Allen, now the associate director of Portland State University’s Center for Sustainable Processes and Practices, sits on the boards of Food Alliance, Shorebank Pacific, Porlan Energy Conservation Inc. and Illahee, and participates in numerous policy and business strategy efforts underway throughout Oregon. Like many other long-time sustainability professionals, she says there’s been a shift in people’s thinking over the last year and a half, in particular. “One factor has been the increased attention to things like climate change, a particular driver like that which has become much more difficult to dismiss and got peoples’ attention. People often see that as the main reason to be having these conversations,” she says.

However, Allen also notes “you can have an extremely inequitable society that could be climate neutral, so if you think sustainability is about the social aspects – equity, access, quality of life – all those other issues related to the social side, Climate change is not synonymous with thinking about sustainability. … There’s a more complex system out there.”
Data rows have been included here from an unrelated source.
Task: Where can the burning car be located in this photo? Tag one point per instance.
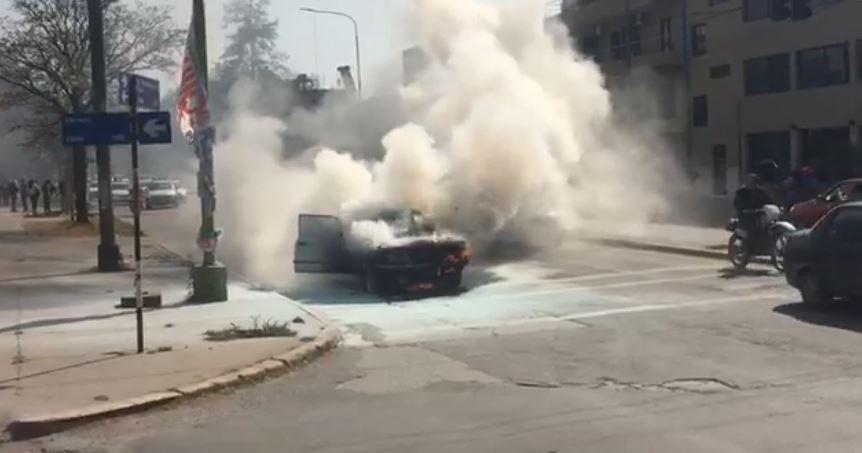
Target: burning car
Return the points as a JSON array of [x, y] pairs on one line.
[[414, 257]]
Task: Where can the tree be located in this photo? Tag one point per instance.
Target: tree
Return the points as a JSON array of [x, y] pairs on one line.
[[45, 59], [251, 50]]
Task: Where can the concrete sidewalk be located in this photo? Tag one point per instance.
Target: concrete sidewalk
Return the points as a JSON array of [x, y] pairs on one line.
[[68, 354]]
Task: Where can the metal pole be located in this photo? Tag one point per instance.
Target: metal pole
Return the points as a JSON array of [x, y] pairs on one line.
[[205, 169], [356, 41], [686, 59], [108, 250], [136, 210], [358, 58]]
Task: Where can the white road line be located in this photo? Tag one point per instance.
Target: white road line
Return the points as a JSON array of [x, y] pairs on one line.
[[460, 330]]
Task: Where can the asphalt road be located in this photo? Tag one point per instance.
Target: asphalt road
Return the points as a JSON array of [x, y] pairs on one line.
[[586, 349]]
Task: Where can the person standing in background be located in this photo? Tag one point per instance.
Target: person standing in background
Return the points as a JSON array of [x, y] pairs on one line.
[[34, 192], [13, 190], [48, 191], [25, 194]]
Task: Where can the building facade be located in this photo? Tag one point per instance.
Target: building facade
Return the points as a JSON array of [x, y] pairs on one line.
[[740, 81]]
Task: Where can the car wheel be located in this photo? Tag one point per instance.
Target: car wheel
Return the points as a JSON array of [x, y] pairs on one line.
[[375, 283], [778, 252], [812, 290], [737, 251]]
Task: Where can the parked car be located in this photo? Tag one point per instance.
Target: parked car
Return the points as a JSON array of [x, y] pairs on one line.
[[418, 259], [807, 213], [160, 194], [121, 192], [825, 262]]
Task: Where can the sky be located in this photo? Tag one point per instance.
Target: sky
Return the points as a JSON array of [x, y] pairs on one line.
[[317, 44]]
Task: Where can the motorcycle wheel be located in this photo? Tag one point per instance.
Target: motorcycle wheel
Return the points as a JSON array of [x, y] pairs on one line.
[[778, 252], [737, 251]]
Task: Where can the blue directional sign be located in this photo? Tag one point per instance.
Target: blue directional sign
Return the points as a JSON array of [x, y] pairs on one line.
[[149, 94], [154, 128], [97, 129]]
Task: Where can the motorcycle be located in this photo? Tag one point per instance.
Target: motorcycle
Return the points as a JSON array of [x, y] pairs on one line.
[[760, 232]]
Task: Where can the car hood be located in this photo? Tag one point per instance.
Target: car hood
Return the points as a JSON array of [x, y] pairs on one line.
[[163, 193]]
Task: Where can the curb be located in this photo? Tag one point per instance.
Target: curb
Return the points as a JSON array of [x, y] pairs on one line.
[[32, 427], [671, 249]]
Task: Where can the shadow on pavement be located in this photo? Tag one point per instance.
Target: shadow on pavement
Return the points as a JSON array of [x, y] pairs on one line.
[[729, 273], [839, 314]]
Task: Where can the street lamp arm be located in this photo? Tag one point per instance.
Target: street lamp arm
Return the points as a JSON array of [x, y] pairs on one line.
[[355, 35]]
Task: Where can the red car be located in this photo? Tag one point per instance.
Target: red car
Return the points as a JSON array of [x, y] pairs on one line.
[[807, 213]]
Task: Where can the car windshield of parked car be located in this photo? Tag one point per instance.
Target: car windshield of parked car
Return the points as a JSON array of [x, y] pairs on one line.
[[160, 186], [847, 225]]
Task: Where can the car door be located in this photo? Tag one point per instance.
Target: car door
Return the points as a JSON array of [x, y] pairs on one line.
[[843, 251], [320, 246]]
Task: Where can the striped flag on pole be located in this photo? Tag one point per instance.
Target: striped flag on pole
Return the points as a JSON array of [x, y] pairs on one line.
[[192, 106]]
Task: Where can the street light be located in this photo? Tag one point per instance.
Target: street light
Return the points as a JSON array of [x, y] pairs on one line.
[[355, 35]]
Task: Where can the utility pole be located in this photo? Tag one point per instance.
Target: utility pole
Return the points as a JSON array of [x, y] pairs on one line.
[[210, 279], [108, 252], [686, 63]]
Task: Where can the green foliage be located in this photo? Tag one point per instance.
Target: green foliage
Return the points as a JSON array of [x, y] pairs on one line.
[[45, 57], [251, 49]]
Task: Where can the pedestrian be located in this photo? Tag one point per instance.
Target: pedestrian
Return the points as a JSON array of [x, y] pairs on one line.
[[48, 191], [25, 195], [13, 190], [34, 193]]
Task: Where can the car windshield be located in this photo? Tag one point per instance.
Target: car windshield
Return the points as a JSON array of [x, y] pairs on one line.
[[160, 186]]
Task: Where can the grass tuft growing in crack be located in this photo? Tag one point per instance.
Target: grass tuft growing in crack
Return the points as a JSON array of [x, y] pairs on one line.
[[258, 329]]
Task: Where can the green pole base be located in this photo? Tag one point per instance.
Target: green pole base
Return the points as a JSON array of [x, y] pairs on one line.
[[209, 284]]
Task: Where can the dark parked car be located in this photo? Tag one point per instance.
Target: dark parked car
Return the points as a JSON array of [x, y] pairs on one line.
[[807, 213], [825, 262], [416, 259]]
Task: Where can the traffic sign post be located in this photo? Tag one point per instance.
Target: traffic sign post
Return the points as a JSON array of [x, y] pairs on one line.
[[130, 128], [136, 199]]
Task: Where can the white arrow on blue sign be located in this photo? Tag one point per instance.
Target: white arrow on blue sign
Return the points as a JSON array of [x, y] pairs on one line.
[[154, 128]]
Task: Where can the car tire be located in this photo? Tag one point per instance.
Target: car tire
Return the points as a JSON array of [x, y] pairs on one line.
[[737, 252], [812, 290], [375, 283]]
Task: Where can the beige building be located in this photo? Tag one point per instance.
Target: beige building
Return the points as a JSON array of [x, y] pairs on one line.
[[758, 87]]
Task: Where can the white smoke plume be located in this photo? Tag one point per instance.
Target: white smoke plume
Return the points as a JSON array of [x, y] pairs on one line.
[[508, 132]]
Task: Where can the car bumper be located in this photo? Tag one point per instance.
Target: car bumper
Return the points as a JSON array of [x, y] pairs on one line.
[[419, 277], [161, 202]]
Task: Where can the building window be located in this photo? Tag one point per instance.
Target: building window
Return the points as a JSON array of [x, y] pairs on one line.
[[859, 59], [589, 45], [617, 45], [770, 74], [698, 39], [666, 35], [719, 169], [773, 146], [635, 39], [667, 98], [719, 72], [822, 66], [755, 10], [699, 111]]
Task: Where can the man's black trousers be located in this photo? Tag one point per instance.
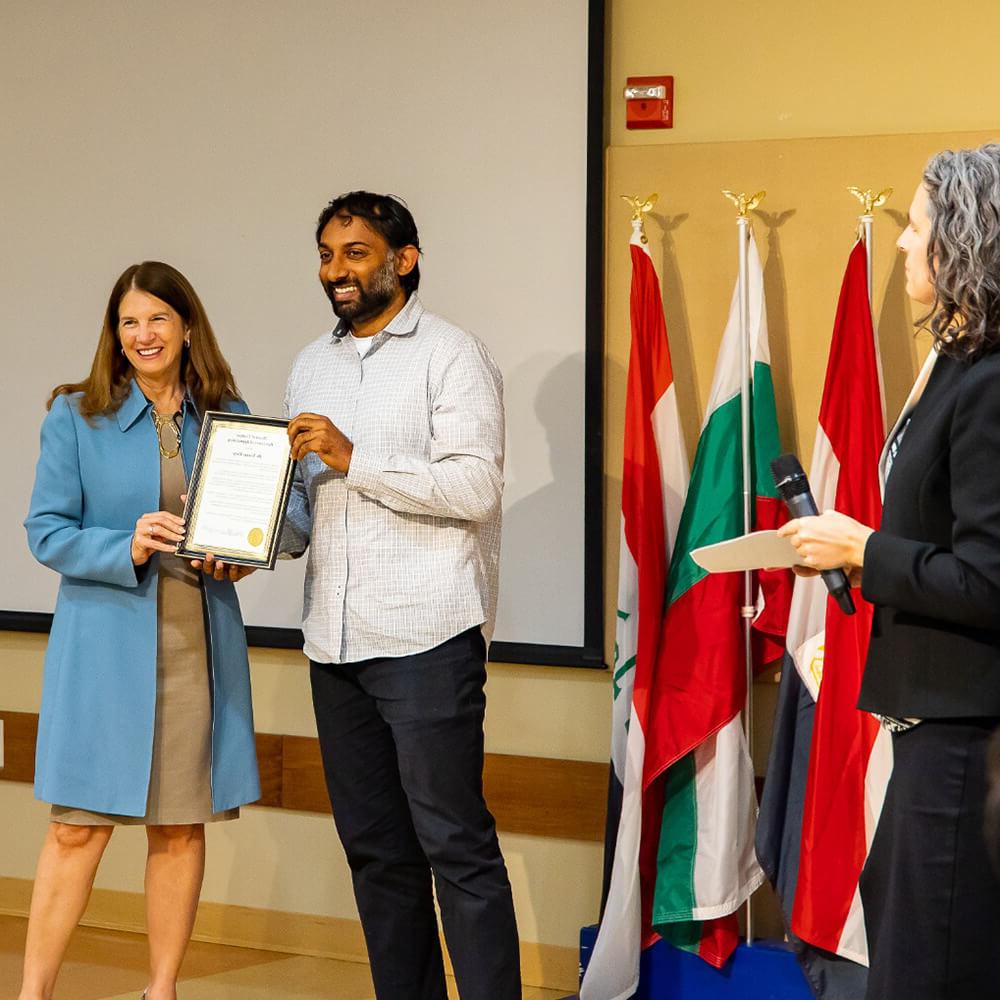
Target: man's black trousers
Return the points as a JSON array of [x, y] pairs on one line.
[[402, 745]]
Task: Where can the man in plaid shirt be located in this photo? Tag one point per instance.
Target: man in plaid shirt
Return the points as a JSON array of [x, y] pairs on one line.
[[397, 425]]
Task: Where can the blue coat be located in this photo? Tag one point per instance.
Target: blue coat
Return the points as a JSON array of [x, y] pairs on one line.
[[95, 732]]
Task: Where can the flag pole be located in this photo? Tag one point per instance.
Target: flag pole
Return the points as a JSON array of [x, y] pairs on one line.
[[745, 205], [869, 202]]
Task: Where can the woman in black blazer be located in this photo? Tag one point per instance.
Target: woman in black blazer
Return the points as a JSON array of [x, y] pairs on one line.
[[932, 570]]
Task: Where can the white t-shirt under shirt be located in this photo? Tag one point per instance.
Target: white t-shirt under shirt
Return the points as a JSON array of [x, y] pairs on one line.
[[363, 344]]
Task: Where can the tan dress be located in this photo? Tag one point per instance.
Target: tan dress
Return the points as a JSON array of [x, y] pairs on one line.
[[180, 789]]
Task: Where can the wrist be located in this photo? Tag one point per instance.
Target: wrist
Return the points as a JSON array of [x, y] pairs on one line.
[[861, 542]]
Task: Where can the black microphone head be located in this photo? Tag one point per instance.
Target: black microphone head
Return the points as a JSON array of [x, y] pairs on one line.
[[789, 476]]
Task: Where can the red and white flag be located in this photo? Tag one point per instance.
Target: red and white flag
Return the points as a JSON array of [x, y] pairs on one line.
[[654, 482], [851, 756]]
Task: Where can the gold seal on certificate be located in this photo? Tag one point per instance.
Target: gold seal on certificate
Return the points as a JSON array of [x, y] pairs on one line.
[[239, 488]]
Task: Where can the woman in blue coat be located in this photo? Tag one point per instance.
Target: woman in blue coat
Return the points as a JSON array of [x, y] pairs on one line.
[[146, 715]]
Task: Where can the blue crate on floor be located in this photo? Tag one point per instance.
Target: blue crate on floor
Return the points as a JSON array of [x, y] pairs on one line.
[[767, 971]]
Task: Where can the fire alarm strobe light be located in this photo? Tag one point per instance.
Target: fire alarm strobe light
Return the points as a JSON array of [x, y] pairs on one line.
[[649, 102]]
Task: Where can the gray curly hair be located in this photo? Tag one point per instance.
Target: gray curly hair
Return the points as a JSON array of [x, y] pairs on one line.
[[964, 250]]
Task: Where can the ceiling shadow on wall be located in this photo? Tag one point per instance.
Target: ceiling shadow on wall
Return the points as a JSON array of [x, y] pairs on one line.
[[897, 342], [678, 329], [545, 527], [776, 298]]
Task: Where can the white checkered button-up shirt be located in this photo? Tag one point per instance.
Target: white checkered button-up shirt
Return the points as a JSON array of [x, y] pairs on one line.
[[403, 550]]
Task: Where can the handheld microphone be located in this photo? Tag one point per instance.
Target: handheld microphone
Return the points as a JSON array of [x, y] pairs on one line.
[[793, 488]]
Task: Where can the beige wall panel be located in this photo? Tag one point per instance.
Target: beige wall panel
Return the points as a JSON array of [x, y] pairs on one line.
[[21, 656], [792, 68]]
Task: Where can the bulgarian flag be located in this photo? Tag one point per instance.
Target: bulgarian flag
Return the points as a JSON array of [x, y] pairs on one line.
[[700, 849], [654, 481], [830, 762]]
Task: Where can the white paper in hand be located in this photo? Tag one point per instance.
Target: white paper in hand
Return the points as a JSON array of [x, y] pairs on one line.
[[758, 550]]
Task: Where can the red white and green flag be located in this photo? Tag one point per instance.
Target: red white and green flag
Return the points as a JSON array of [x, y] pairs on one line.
[[700, 849], [654, 481]]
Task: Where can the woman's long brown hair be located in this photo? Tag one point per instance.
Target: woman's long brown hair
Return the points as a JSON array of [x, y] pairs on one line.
[[204, 370]]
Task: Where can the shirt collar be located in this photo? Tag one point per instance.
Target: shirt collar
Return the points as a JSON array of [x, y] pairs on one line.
[[403, 323], [136, 405]]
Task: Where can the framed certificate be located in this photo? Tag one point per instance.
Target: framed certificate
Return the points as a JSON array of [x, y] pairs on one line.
[[238, 491]]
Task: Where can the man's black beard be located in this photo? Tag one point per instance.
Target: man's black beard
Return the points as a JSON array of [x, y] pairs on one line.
[[371, 301]]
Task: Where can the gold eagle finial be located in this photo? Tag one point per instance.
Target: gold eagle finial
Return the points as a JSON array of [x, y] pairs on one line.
[[869, 199], [641, 207], [745, 203]]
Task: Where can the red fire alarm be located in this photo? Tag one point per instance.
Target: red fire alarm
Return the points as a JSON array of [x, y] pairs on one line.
[[649, 102]]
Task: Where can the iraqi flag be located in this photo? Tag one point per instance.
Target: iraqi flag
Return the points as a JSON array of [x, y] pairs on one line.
[[698, 852], [830, 762], [654, 481]]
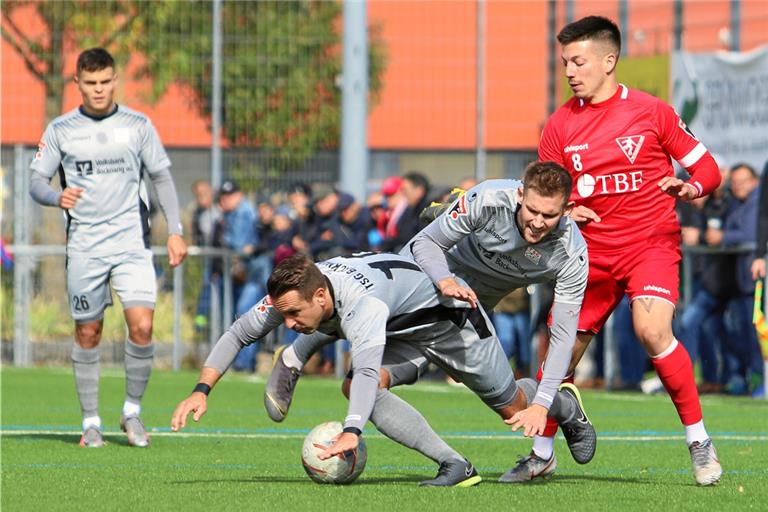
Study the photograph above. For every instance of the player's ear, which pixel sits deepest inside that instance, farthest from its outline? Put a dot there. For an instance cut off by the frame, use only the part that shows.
(568, 208)
(321, 296)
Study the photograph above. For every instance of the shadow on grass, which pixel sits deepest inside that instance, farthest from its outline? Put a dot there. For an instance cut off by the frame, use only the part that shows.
(299, 480)
(577, 479)
(74, 438)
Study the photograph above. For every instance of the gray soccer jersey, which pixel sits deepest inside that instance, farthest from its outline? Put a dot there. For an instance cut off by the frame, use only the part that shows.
(478, 240)
(383, 300)
(484, 246)
(107, 157)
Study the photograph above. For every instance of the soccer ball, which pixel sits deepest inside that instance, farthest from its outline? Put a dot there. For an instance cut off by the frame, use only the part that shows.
(341, 469)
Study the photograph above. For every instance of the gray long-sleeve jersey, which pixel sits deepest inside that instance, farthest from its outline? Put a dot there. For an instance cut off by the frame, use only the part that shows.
(376, 297)
(107, 157)
(478, 239)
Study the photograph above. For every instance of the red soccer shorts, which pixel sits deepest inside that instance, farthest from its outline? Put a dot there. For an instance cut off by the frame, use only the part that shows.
(649, 269)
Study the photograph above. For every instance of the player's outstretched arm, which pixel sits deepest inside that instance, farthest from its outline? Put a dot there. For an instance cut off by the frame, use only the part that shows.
(344, 442)
(450, 288)
(197, 402)
(177, 250)
(582, 215)
(678, 188)
(532, 420)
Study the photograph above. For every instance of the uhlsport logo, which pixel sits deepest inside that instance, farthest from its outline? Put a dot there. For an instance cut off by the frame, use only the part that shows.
(84, 168)
(458, 209)
(631, 146)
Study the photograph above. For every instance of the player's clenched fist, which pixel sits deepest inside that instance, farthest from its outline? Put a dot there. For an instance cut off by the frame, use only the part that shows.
(197, 403)
(69, 197)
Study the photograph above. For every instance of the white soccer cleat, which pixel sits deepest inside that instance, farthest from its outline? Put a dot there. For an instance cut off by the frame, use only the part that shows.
(706, 465)
(134, 428)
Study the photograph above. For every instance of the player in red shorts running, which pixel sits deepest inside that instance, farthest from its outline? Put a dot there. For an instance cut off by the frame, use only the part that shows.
(618, 143)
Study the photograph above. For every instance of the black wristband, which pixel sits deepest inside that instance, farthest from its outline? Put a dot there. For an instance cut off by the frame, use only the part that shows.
(202, 388)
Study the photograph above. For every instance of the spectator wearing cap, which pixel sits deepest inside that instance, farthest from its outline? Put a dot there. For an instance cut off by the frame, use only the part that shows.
(376, 211)
(739, 229)
(395, 207)
(415, 189)
(238, 233)
(702, 321)
(758, 265)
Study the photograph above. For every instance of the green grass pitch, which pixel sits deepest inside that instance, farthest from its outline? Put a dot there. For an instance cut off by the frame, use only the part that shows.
(237, 459)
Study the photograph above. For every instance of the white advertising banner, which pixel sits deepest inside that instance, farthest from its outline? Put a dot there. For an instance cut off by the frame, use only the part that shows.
(723, 98)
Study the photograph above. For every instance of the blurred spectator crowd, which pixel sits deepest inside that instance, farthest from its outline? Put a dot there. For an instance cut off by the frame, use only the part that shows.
(715, 323)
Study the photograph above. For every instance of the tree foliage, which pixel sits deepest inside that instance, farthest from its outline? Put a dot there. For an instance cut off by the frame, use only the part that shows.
(281, 61)
(67, 25)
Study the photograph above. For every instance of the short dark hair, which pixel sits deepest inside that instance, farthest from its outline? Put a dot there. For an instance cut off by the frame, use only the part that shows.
(595, 28)
(746, 166)
(297, 272)
(94, 59)
(549, 179)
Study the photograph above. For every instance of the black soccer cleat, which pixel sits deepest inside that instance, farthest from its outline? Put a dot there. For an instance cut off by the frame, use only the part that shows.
(579, 432)
(280, 386)
(454, 473)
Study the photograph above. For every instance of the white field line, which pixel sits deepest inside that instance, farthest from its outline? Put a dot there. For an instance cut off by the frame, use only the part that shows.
(300, 435)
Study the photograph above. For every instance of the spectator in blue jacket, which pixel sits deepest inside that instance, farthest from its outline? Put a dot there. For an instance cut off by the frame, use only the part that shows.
(740, 228)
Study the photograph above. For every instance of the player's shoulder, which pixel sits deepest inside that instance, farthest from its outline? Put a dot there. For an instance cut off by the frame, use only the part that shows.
(494, 193)
(67, 118)
(570, 237)
(125, 113)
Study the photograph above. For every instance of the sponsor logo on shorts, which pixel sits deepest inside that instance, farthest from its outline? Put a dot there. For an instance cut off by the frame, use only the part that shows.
(40, 148)
(654, 288)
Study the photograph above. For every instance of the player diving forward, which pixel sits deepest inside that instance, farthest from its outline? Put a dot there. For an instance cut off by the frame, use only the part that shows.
(388, 310)
(500, 235)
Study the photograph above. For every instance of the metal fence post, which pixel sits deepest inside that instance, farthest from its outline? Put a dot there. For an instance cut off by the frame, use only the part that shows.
(227, 299)
(22, 271)
(178, 297)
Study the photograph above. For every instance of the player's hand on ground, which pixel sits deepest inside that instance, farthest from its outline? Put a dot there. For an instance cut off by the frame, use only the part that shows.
(582, 215)
(342, 443)
(69, 197)
(678, 188)
(532, 420)
(450, 288)
(177, 250)
(758, 268)
(196, 402)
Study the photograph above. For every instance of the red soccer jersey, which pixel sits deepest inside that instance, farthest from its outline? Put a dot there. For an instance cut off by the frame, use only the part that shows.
(617, 152)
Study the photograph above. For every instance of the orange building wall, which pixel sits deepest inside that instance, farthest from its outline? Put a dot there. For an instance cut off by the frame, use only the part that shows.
(428, 99)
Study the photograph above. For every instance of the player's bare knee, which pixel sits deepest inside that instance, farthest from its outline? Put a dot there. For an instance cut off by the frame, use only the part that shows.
(88, 335)
(140, 332)
(655, 339)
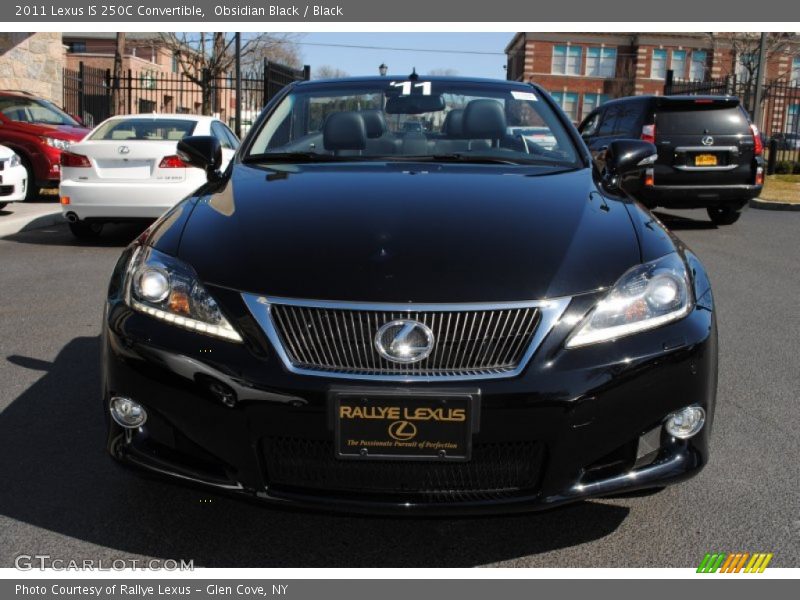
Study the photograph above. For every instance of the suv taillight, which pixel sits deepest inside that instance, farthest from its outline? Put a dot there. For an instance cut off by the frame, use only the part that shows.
(649, 133)
(171, 162)
(70, 159)
(757, 145)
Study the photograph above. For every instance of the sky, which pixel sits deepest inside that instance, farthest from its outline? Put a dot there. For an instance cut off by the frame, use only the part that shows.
(469, 54)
The university plays a crucial role in expanding the impacts of sustainability, Allen says, from training students equipped to think about their work through the lens of sustainability to conducting research on some of the supply chain issues facing fledgling industries such as green building and food service. “How do we get to the volume where we can actually supply the largest levels of demand? It’s no longer just this small-scale market demand. It’s also moving into the larger production modes.”

As for the next five years, Allen says she hopes the conversation becomes more sophisticated with respect to social aspects. “Sustainability is about thinking in a more integrated way, and I hope that we can move toward that more. I’m hoping that the conversation about business opportunity and policy strategies is more sophisticated and includes how you think about social impacts and equity and unintended consequences.”